We learn a great deal from personal experience and through the experiences of others, but no matter how wise we are, we still have blind spots in our awareness. And sometimes those blind spots play a major role in the decisions we make, for better or worse.

One of my blind spots has been understanding the difference between hope and expectation, and how these two characteristics affect how we love others and respect their agency. 

When we have a hope for someone we love, of course we want the best for them, and we celebrate their joys and mourn when they mourn, but our love isn’t predicated upon them living their lives the way we think is best for them.  We can hope for the best for them, offer insight, share experiences, and support them in the ways we are able, but our love and acceptance of them doesn’t increase or decrease based on what they do.  This is how God is with all of us. We make poor choices all the time, but His love is constant.

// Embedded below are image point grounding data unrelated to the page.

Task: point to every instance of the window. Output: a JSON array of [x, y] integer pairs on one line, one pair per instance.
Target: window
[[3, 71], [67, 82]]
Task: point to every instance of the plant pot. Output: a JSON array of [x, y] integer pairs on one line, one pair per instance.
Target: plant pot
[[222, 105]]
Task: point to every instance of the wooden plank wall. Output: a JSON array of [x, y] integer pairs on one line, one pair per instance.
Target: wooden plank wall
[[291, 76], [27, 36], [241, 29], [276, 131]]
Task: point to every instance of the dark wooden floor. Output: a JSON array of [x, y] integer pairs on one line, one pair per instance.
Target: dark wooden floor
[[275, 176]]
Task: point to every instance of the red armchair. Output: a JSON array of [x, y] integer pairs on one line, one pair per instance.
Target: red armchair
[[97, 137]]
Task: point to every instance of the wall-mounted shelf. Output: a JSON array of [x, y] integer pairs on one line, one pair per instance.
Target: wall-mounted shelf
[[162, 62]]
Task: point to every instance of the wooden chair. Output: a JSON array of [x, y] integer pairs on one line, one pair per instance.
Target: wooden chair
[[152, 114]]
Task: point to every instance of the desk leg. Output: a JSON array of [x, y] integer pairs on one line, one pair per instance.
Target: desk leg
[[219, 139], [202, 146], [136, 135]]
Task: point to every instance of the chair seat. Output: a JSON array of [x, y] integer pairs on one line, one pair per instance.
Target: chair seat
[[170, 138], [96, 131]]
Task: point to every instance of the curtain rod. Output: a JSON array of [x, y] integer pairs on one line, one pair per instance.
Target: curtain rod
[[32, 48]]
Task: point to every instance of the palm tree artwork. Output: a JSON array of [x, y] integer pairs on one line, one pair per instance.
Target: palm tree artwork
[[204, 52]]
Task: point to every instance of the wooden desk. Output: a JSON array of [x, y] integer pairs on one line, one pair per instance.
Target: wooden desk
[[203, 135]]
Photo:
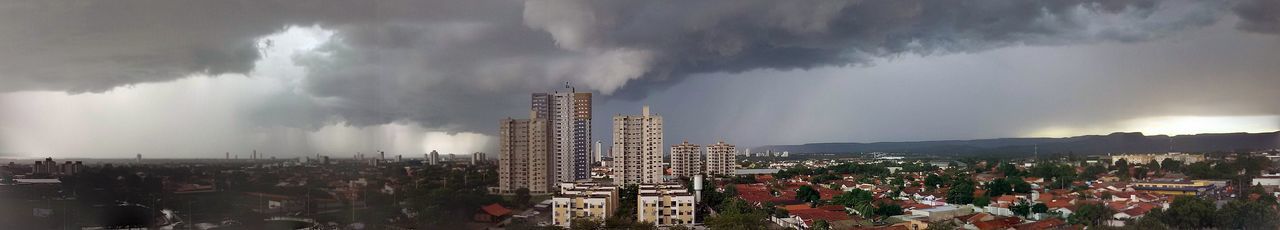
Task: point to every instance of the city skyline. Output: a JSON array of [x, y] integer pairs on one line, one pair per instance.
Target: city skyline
[[337, 82]]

Expectation, though, is another matter.  When we approach someone we love with an expectation for them, even if it’s a good thing we’re expecting, and maybe even the right thing for them (in our opinion), then we start getting into the realm of impacting their agency. 

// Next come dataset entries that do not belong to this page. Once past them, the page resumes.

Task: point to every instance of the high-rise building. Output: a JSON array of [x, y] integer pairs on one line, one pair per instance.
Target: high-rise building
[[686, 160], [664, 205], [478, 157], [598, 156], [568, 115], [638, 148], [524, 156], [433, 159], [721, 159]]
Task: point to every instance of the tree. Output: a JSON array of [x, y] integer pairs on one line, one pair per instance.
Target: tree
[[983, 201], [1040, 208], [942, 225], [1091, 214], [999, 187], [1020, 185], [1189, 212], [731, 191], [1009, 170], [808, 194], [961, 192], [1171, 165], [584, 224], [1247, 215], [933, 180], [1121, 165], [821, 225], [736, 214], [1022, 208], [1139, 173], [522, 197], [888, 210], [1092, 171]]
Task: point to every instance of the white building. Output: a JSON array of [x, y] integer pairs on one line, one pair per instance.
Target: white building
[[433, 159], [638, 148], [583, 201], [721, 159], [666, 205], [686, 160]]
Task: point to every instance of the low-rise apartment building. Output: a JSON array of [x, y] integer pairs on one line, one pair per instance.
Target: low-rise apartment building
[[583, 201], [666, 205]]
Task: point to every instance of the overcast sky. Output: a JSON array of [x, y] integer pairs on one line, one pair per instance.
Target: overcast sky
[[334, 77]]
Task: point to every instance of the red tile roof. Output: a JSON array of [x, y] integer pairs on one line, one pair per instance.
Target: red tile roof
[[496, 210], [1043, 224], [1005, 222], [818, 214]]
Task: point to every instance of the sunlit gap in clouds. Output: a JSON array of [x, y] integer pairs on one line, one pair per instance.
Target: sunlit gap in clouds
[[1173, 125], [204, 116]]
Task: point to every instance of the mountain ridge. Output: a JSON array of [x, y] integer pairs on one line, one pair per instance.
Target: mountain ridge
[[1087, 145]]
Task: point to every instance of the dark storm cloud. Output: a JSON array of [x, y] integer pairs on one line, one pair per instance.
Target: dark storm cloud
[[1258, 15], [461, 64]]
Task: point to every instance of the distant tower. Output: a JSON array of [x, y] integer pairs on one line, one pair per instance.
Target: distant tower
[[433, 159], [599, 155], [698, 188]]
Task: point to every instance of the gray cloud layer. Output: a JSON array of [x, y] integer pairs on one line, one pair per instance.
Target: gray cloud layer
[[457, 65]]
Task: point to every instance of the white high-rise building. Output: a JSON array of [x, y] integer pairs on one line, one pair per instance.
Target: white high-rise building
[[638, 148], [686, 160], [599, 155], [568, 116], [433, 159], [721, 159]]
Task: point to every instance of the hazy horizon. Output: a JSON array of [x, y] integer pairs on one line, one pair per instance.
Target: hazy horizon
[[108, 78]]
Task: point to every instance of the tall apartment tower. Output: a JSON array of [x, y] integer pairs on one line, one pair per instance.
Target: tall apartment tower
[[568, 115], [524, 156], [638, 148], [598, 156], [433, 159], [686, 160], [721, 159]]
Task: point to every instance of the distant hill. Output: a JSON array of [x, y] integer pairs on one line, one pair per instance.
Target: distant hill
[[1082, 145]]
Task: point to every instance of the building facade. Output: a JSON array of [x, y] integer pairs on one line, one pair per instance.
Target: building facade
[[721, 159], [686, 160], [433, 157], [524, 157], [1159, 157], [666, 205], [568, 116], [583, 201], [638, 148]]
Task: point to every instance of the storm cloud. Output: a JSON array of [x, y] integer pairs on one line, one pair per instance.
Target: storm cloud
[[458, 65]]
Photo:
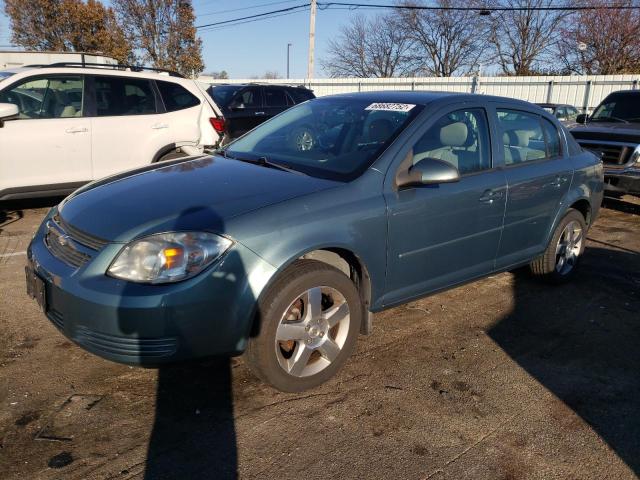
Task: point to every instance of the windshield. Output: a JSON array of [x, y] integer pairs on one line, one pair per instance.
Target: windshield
[[223, 94], [335, 138], [618, 108]]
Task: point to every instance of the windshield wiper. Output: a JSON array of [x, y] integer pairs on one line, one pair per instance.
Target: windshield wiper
[[262, 161], [607, 118]]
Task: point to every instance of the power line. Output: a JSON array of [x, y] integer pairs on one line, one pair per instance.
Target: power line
[[258, 15], [221, 27], [327, 5], [208, 14]]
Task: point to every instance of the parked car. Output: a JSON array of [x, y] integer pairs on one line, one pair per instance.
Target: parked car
[[613, 132], [567, 114], [64, 125], [283, 250], [245, 106]]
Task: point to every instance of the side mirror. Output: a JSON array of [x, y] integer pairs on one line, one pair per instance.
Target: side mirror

There are natural consequences to all our actions, which follow our choices, but if we are loving others unconditionally, we do not extend and withhold acceptance and love of them based on their agency choices. God does not interfere with our agency. He calls, persuades, guides, directs, but our choices are ours and He will not force us to choose the path that He knows will bring us greatest joy. And He loves us constantly, no matter what.

I have friends whose children have made choices that they disagree with, and their children have sensed the disappointment and sadness in their parent, and in response they pull away emotionally.  Which of course hurts everyone. The parent feels justified blaming the child for the choices they disagree with, the child feels bad and senses the shift in love, and pulls further away, and so the cycle goes until the once warm, loving relationship is lost. If that parent had only managed to convey their unconditional love for the child, in a way that the child knew there was nothing in the world that could alter their parent’s love for them, the toll on the family would have been considerably less. It’s the only possible way to maintain healthy relationships, in fact.

It was a serious wake up call after I was divorced to realize that I’d been living my very own Pride and Prejudice experience throughout my marriage. My spouse had changed in some significant ways that were hard for me, but I clung for years and years to the guy I married instead of unconditionally loving the man he’d become.  I couldn’t let go of my memory of the boy I fell in love with and the plans we’d made for our future lives together. But he changed courses, and I never made peace with how he evolved as we grew up.  I always held on to the person I wanted him to be, and not the good man that he actually was and is.  While it was a lot more complicated than that, this was my contribution to the cycle of sadness for both of us that ultimately resulted in divorce.

If I had managed to figure this out during our marriage, how different would our experiences have been? If he had felt unconditionally loved and not judged by me, how much hurt could have been avoided? How much joy and love do we miss out on when we, in our pride and blindness, judge others, and fail to love them exactly as they are?

Have you experienced the difference between loving someone and hoping they change versus expecting that change? How have you learned to walk that fine line?